If It’s too loud, You’re too old. Remember that one? Well, there’s a new twist on it, but It’s one that most people don’t know: if You’re between 6 and 60, It’s too loud–and It’s probably making you deaf. It seems there’s an epidemic of hearing loss happening in Canada, and the worst part is that we’re doing it to ourselves.
It used to be that people with normal hearing started losing it because they were getting older–much older, say in their 70s or 80s–or they’d spent a lot of time working around noisy equipment. Health and safety rules weren’t the same as they are now even 20 years ago, and most people just didn’t know how much their noisy workplace would affect their life later on. That’s understandable, but sadly, the reasons that North American kids as young as 6 years old are starting to lose their hearing are entirely preventable–and there’s just no excuse for that.
The results of a 2002 survey (1) by the Canadian Hearing Society Awareness Society are staggering: 25 per cent of people with hearing loss are under 40 years old. That’s right–under 40.
The vast majority–70 per cent–are below 60. An alarming 16 per cent of kids between 6 and 19 ?have early signs of hearing loss at the range most affected by loud sounds? (1). That means teenagers; young adults in their 20s and 30s; people who at 40 still have decades of living to enjoy, are slowly, irrevocably, losing their ability to hear.
Why? Because we’ve surrounded ourselves with enough noisy gadgets to make ourselves deaf. Home entertainment systems, hair dryers, gas lawnmowers, iPods–all of them can add to your cumulative hearing loss after as little as 30 seconds. Just think of them in relation to the level of a normal conversation. That logs in at around 60 decibels. The danger zone for hearing loss starts at around 90 decibels, and your hair dryer and gas lawnmower are well into that. The teeny tiny earbuds on your iPod can be cranked up to 120 decibels, exposing you to more damaging noise levels–believe it or not–than a jackhammer or chainsaw. Movie theatres? Your guess is as good as mine, but you can bet the average sound system cranks out something upward of 140 decibels.
And each bout of exposure to loud noise is cumulative; in other words, It’s all adding up over time.

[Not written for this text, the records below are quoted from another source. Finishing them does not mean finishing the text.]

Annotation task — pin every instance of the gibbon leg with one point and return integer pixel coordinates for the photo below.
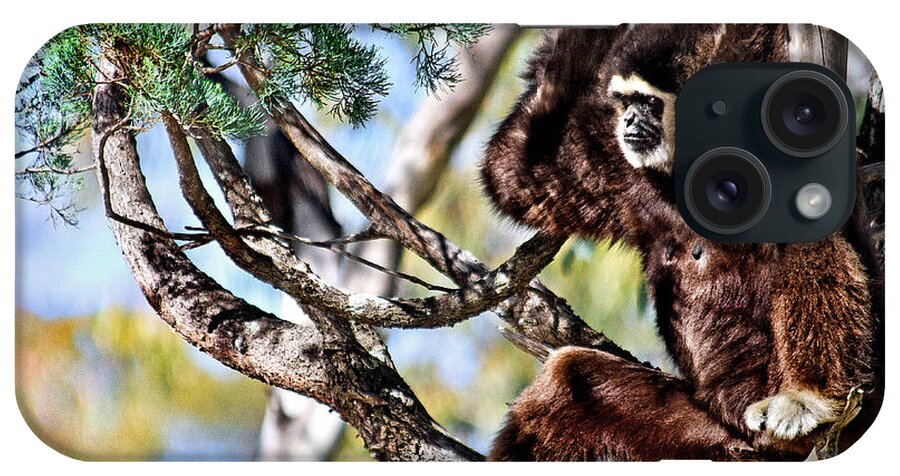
(588, 405)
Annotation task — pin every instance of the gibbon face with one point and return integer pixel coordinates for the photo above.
(645, 125)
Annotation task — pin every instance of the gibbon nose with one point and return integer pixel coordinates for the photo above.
(630, 117)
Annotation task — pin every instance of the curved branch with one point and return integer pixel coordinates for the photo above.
(359, 384)
(273, 262)
(548, 320)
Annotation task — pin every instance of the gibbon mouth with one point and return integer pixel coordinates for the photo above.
(640, 142)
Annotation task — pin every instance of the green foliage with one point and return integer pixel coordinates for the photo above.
(435, 65)
(162, 77)
(321, 63)
(326, 65)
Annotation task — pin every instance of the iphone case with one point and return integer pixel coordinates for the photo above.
(339, 217)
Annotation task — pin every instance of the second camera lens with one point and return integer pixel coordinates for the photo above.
(727, 190)
(804, 113)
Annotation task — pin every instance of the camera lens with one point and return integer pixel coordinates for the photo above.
(727, 190)
(804, 113)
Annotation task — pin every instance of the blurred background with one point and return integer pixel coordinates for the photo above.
(99, 376)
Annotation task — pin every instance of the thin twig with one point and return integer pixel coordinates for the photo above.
(335, 246)
(56, 170)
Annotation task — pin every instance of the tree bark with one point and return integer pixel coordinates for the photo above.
(360, 385)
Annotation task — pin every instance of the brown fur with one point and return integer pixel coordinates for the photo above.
(744, 323)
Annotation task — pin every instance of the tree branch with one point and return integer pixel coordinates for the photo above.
(549, 321)
(357, 383)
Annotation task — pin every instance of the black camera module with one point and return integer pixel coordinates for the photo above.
(727, 190)
(804, 113)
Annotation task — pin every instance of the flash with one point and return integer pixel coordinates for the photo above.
(813, 201)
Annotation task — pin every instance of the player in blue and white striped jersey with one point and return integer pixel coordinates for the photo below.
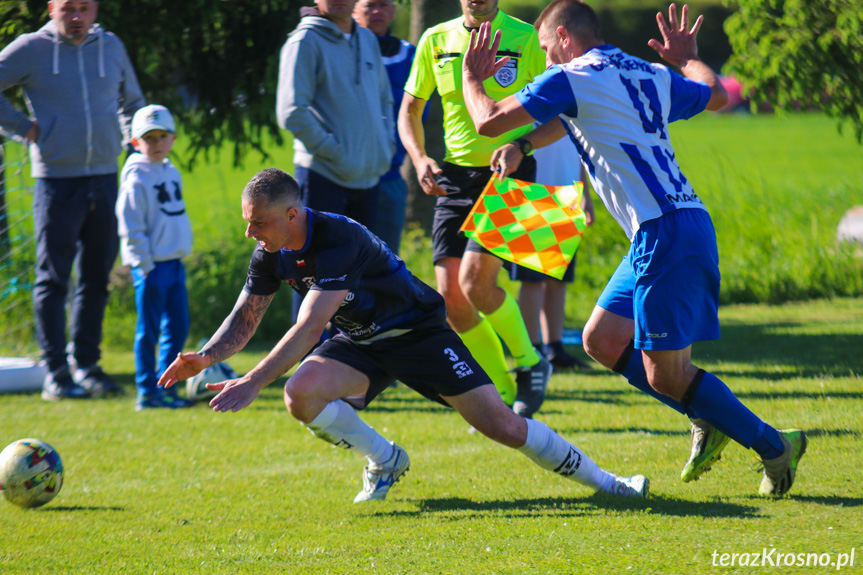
(664, 295)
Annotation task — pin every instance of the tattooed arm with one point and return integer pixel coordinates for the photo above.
(238, 328)
(235, 332)
(317, 308)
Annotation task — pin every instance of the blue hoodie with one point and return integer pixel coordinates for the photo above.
(334, 96)
(82, 95)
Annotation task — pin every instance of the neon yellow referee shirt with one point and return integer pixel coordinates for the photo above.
(438, 66)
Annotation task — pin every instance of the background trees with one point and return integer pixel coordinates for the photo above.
(801, 54)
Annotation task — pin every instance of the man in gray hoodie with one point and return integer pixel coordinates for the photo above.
(334, 96)
(77, 80)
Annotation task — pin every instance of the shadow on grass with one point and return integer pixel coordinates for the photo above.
(828, 500)
(577, 507)
(827, 354)
(623, 430)
(82, 508)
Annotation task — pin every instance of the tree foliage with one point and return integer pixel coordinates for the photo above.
(800, 54)
(213, 63)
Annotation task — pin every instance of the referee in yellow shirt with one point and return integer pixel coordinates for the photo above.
(479, 310)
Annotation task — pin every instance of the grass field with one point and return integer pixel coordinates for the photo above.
(254, 492)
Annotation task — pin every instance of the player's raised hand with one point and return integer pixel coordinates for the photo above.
(506, 159)
(427, 172)
(678, 44)
(234, 394)
(479, 59)
(185, 366)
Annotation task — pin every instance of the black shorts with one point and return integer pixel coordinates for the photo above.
(463, 186)
(522, 274)
(433, 362)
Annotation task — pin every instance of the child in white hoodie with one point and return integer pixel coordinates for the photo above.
(155, 235)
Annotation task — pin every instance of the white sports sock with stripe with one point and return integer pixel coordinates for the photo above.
(340, 425)
(550, 451)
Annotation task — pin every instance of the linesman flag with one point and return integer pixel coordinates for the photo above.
(535, 226)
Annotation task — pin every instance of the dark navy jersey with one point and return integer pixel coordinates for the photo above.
(340, 254)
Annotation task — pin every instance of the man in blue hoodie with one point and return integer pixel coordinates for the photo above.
(398, 56)
(77, 79)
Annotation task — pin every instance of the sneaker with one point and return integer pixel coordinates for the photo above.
(779, 473)
(635, 486)
(531, 383)
(378, 478)
(707, 445)
(97, 382)
(60, 385)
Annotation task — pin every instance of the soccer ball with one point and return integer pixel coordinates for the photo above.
(31, 473)
(196, 389)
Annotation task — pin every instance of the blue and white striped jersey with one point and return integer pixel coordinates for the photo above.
(617, 108)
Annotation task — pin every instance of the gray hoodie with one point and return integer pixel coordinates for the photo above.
(76, 92)
(334, 96)
(153, 223)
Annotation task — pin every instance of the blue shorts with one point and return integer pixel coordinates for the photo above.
(434, 362)
(669, 282)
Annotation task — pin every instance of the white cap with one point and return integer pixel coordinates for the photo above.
(152, 118)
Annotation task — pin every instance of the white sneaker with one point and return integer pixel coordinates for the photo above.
(635, 486)
(378, 478)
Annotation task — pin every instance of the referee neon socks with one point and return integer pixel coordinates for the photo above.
(508, 322)
(485, 347)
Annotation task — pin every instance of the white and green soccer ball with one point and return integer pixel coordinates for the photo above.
(31, 472)
(196, 389)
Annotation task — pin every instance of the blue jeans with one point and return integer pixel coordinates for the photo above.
(163, 318)
(392, 204)
(74, 224)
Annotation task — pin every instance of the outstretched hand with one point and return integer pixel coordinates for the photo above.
(479, 58)
(234, 394)
(678, 46)
(185, 366)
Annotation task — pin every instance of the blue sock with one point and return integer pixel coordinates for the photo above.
(711, 399)
(632, 368)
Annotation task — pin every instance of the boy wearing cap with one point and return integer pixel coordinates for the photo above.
(155, 235)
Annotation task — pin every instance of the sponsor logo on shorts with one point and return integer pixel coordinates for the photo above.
(328, 280)
(460, 367)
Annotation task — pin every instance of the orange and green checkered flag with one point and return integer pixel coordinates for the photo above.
(535, 226)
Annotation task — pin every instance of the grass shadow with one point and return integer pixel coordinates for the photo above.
(576, 507)
(830, 500)
(827, 354)
(56, 508)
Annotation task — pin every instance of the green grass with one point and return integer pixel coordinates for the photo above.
(775, 198)
(254, 492)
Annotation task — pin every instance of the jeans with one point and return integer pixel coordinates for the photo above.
(74, 224)
(392, 204)
(163, 318)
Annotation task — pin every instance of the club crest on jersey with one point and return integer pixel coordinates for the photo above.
(507, 75)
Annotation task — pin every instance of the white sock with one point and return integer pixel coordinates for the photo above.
(550, 451)
(340, 425)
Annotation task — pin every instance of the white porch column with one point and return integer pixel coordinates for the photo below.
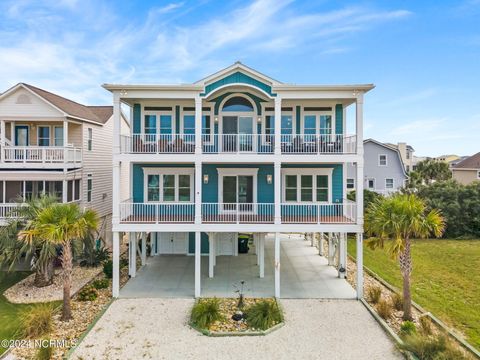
(198, 192)
(277, 265)
(342, 263)
(198, 124)
(2, 141)
(359, 265)
(144, 248)
(132, 250)
(198, 274)
(116, 163)
(278, 192)
(278, 125)
(261, 238)
(211, 254)
(330, 249)
(320, 244)
(116, 264)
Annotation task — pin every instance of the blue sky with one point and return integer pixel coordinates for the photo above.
(423, 56)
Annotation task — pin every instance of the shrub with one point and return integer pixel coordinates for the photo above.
(88, 293)
(101, 284)
(384, 309)
(374, 294)
(408, 328)
(425, 325)
(205, 312)
(37, 321)
(44, 353)
(263, 315)
(397, 301)
(108, 268)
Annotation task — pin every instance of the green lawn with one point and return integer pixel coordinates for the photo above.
(9, 312)
(445, 280)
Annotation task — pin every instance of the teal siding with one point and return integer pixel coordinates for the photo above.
(138, 179)
(238, 78)
(265, 192)
(297, 120)
(337, 177)
(204, 246)
(177, 120)
(339, 119)
(137, 121)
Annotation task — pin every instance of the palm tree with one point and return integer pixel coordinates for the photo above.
(12, 250)
(62, 224)
(400, 218)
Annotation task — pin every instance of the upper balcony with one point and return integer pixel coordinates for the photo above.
(41, 145)
(291, 144)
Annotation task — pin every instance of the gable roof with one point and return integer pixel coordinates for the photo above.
(96, 114)
(389, 147)
(472, 162)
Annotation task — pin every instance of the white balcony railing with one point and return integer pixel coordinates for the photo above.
(158, 143)
(43, 154)
(238, 213)
(342, 213)
(237, 143)
(157, 213)
(318, 144)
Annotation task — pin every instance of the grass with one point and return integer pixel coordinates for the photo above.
(11, 313)
(445, 280)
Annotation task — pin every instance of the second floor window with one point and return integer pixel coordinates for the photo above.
(90, 139)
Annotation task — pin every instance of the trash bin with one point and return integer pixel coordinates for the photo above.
(243, 244)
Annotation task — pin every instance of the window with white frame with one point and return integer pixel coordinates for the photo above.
(302, 185)
(371, 184)
(350, 183)
(389, 183)
(90, 139)
(168, 185)
(43, 136)
(382, 160)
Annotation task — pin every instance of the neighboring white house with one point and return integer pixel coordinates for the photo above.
(234, 152)
(384, 171)
(49, 144)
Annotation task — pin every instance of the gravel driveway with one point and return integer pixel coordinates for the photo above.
(314, 329)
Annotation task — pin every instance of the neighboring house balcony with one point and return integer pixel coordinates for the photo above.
(238, 213)
(301, 144)
(41, 145)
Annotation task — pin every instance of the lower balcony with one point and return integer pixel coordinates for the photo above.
(237, 213)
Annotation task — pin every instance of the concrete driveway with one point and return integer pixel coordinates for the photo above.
(314, 329)
(304, 274)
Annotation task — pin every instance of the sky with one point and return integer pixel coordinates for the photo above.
(423, 56)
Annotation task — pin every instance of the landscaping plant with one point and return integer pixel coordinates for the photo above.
(36, 321)
(88, 293)
(205, 312)
(384, 309)
(62, 224)
(400, 218)
(101, 284)
(263, 315)
(13, 249)
(374, 294)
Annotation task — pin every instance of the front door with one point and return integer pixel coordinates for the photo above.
(21, 135)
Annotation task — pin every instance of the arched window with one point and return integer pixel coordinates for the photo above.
(237, 103)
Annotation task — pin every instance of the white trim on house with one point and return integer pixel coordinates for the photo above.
(307, 171)
(161, 171)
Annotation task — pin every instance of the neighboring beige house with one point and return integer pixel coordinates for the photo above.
(468, 170)
(49, 144)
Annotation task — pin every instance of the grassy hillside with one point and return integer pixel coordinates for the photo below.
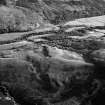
(17, 19)
(58, 11)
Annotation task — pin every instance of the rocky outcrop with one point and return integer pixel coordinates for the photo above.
(53, 66)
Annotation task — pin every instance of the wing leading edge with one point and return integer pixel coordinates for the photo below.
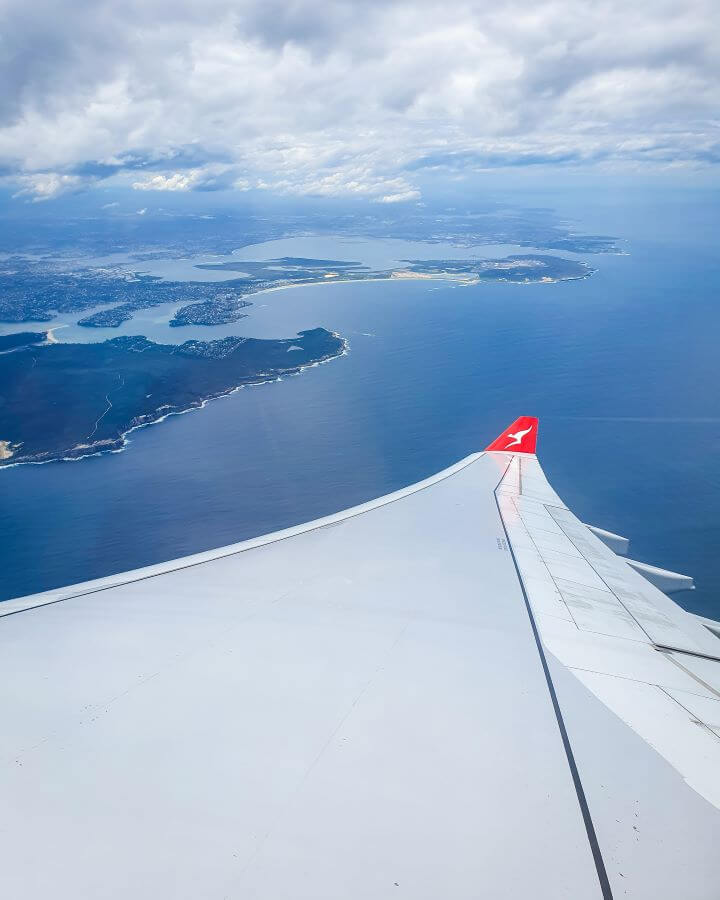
(388, 701)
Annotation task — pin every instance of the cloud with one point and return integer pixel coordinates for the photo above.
(348, 97)
(48, 185)
(205, 178)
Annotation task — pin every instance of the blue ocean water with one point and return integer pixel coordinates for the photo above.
(623, 369)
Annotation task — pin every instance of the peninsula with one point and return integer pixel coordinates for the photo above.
(64, 401)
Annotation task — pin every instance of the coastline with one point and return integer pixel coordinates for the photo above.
(119, 444)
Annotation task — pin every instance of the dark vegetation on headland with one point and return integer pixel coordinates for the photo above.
(21, 339)
(68, 400)
(224, 311)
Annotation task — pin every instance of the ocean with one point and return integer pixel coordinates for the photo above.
(622, 368)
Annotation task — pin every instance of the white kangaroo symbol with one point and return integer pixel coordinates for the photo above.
(518, 436)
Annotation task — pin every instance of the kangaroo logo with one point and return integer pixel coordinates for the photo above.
(517, 437)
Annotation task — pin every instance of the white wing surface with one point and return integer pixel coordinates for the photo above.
(455, 691)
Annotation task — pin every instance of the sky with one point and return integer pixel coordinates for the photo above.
(349, 99)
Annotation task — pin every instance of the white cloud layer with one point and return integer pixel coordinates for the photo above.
(348, 97)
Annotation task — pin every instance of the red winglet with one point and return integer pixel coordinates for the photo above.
(520, 437)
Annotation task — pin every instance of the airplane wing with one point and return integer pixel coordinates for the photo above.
(458, 690)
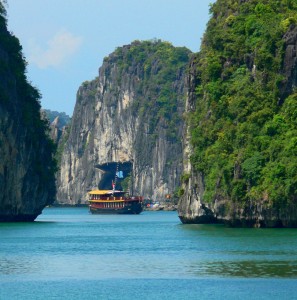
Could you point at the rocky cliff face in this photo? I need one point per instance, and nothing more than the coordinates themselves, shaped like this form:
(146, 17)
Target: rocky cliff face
(27, 182)
(128, 119)
(238, 190)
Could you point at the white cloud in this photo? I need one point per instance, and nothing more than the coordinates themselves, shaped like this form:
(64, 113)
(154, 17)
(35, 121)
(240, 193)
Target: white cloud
(58, 49)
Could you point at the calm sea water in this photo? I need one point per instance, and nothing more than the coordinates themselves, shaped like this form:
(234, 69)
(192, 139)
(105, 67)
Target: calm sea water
(70, 254)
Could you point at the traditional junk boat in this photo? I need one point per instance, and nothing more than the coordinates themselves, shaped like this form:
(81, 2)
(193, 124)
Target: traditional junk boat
(114, 202)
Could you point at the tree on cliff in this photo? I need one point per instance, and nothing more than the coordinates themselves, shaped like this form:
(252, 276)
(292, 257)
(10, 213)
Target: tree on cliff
(244, 129)
(27, 168)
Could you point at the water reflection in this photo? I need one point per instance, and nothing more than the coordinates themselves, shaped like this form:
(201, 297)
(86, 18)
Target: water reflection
(18, 266)
(247, 269)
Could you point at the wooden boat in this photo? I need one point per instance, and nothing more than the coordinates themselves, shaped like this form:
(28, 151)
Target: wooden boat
(114, 202)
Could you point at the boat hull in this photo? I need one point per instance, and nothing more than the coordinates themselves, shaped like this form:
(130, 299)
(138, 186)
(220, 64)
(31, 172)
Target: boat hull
(134, 209)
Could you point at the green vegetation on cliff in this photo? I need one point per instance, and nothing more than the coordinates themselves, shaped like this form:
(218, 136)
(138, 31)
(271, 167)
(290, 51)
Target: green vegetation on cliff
(162, 66)
(24, 135)
(244, 129)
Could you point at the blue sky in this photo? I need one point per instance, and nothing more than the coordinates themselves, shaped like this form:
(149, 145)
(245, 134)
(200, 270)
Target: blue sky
(65, 41)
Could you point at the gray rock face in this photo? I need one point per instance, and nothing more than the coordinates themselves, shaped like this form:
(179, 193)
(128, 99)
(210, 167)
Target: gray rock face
(117, 123)
(27, 181)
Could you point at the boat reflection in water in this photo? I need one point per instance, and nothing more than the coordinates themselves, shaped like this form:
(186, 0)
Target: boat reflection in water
(114, 202)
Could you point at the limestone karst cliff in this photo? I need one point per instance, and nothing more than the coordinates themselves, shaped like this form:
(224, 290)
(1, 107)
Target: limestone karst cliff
(27, 181)
(130, 118)
(239, 146)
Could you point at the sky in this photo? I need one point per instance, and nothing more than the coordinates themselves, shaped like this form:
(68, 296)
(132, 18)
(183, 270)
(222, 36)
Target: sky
(65, 41)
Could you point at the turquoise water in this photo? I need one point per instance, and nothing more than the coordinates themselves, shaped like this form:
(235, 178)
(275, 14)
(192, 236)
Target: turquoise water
(70, 254)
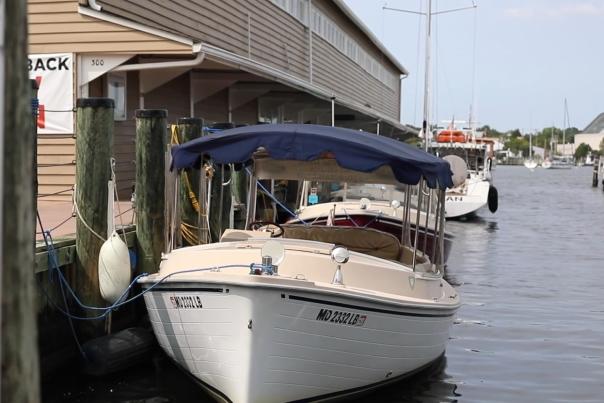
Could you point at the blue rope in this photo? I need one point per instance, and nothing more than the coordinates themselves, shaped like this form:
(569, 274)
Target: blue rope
(273, 198)
(122, 300)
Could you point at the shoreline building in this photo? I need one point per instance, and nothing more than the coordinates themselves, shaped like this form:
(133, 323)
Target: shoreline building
(592, 135)
(226, 61)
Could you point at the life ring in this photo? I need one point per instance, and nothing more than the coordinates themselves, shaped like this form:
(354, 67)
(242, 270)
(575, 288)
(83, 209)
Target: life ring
(451, 136)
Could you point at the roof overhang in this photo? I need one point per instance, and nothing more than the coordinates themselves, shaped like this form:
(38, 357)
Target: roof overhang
(352, 16)
(264, 70)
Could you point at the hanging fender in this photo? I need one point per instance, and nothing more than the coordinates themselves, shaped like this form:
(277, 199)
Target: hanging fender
(114, 268)
(493, 199)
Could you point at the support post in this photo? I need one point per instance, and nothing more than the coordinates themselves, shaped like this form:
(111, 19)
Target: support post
(594, 180)
(151, 134)
(34, 115)
(94, 143)
(189, 129)
(18, 333)
(333, 111)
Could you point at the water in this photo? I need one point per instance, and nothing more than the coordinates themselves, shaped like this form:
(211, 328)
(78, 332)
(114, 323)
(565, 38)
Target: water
(531, 328)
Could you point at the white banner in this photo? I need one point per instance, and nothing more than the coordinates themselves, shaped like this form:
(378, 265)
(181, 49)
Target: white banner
(54, 74)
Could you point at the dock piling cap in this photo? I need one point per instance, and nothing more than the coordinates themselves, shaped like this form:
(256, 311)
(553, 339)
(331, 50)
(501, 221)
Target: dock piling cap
(151, 113)
(190, 121)
(95, 102)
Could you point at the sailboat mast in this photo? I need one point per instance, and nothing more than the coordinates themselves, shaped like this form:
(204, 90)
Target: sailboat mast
(426, 120)
(564, 129)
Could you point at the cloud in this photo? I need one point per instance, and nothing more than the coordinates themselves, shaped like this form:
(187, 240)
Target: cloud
(549, 10)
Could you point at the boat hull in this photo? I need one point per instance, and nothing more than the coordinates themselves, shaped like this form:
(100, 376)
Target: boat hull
(474, 197)
(255, 344)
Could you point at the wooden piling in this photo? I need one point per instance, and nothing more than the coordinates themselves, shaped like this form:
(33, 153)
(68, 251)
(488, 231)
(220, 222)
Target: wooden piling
(151, 135)
(189, 129)
(94, 144)
(594, 180)
(19, 335)
(34, 127)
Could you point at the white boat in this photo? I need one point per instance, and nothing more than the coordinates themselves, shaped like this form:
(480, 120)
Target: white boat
(530, 163)
(474, 190)
(375, 206)
(294, 312)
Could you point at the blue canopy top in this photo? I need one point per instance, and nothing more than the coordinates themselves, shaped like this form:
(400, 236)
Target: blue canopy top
(352, 149)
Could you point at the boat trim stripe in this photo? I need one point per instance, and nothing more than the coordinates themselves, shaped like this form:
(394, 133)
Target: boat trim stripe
(369, 309)
(350, 393)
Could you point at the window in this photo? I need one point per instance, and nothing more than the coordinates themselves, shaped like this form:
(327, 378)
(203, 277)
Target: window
(116, 89)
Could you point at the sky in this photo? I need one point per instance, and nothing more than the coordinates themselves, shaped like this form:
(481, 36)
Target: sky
(515, 61)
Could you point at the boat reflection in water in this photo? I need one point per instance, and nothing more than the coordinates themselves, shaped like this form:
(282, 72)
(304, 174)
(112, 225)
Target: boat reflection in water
(287, 312)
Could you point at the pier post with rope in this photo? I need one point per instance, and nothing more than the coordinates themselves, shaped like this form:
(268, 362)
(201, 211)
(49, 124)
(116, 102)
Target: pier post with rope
(151, 138)
(94, 144)
(190, 215)
(19, 331)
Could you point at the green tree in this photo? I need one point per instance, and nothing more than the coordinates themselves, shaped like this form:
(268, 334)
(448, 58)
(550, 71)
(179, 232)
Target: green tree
(582, 151)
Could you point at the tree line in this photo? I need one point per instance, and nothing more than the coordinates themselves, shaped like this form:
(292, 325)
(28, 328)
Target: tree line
(517, 142)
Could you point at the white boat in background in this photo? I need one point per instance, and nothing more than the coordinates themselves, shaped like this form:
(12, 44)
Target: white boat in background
(304, 313)
(470, 155)
(530, 163)
(589, 160)
(561, 161)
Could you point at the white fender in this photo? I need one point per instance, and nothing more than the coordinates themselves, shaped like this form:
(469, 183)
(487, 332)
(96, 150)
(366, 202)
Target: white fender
(114, 268)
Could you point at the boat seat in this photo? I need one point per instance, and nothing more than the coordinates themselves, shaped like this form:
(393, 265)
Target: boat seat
(363, 240)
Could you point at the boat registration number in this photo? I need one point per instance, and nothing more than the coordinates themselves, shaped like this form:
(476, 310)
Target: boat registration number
(341, 317)
(186, 302)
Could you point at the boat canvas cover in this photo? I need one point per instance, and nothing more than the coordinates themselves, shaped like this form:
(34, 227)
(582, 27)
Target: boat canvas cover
(354, 150)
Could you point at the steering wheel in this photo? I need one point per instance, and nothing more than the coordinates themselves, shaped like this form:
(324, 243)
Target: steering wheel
(267, 226)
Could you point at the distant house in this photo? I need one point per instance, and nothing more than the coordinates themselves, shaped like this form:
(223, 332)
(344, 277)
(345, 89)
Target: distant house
(593, 134)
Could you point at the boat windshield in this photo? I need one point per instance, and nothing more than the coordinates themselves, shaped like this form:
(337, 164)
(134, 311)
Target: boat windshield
(473, 156)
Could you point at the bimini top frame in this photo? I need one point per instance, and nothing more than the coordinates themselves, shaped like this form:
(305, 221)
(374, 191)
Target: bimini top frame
(320, 149)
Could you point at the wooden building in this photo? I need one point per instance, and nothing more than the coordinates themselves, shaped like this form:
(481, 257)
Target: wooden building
(235, 61)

Since we’re such a short-term, instant-gratification society, It’s easy to ignore the facts. I can still hear you today, so why bother? Well, let’s just hope that there are at least a few teenagers and 20-somethings that don’t think that way. In another ten or twenty years, there are a whole lot of still-in-high-school professionals that I want to have the best hearing possible. The pilot on my plane; my doctor; 911 dispatchers; the person I call for tech support when my software won’t behave.
The solution is almost laughably simple. For the most part, we can control the gadgets that are causing us to lose our hearing younger and faster all the time, so It’s only common sense to turn them down. For things without a volume control, like hair dryers, there are disposable ear plugs.
The answer to noise-related hearing loss is–quite literally–in your hands.